Training institutions must do more. First, competency in health advocacy must be incorporated into medical education training, and accreditation entities (like the LCME) have a role in holding institutions to this standard. This could include simulated advocacy activities, such as writing policy briefs and engaging with legislative bodies. Related, creating pathways or certificates rooted in advocacy could also allow students with a particular interest to have more dedicated time and that can appear on their record and be valuable for post-graduation plans. Third, medical schools must provide protected time and resources for students, including but not limited to mentorship programs with physicians already doing this work, connections to local community organizations or larger organizations such as Physicians for Human Rights, and potential changes in curriculum that allow for trainees to engage in this work fully (not on the weekends or late-nights following other educational obligations).
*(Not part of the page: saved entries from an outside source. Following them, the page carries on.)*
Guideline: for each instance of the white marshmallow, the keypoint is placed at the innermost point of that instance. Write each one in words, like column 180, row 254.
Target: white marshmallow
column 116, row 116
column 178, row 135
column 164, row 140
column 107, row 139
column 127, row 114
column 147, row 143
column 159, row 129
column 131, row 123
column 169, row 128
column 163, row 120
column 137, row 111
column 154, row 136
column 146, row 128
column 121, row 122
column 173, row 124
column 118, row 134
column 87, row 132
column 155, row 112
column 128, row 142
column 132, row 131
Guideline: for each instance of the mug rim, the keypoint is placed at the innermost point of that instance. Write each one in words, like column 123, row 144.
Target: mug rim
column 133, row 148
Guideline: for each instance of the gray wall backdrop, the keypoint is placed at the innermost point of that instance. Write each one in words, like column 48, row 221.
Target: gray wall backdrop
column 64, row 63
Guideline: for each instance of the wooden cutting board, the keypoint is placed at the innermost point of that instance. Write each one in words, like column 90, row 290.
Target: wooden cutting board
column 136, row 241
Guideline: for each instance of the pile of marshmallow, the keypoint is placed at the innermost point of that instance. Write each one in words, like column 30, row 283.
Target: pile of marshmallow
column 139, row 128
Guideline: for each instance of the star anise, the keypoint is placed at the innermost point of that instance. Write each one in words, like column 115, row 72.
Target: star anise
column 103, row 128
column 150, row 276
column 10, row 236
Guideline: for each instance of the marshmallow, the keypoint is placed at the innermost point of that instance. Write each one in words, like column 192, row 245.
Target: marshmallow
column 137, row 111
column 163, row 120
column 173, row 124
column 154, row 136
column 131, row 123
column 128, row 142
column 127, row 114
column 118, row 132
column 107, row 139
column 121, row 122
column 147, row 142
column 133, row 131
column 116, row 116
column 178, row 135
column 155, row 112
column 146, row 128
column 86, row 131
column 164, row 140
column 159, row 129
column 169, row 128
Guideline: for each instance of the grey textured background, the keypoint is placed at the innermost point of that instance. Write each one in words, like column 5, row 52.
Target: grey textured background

As attacks on scientific integrity and health equity grow, medical education systems face a choice: either allow trainees to be passive technicians in a politicized system or equip them to be credible advocates for science and justice. Physicians and trainees must realize that any amount of trust they have earned means very little if they are silent on politics that harm our patients and undermine the profession. It’s time for medical schools to recognize advocacy as a core clinical skill (neither a hobby nor a volunteer extracurricular but an obligation). The health of our democracy, of patients, and our profession depends on it.
Tyler D. Harvey is a medical student.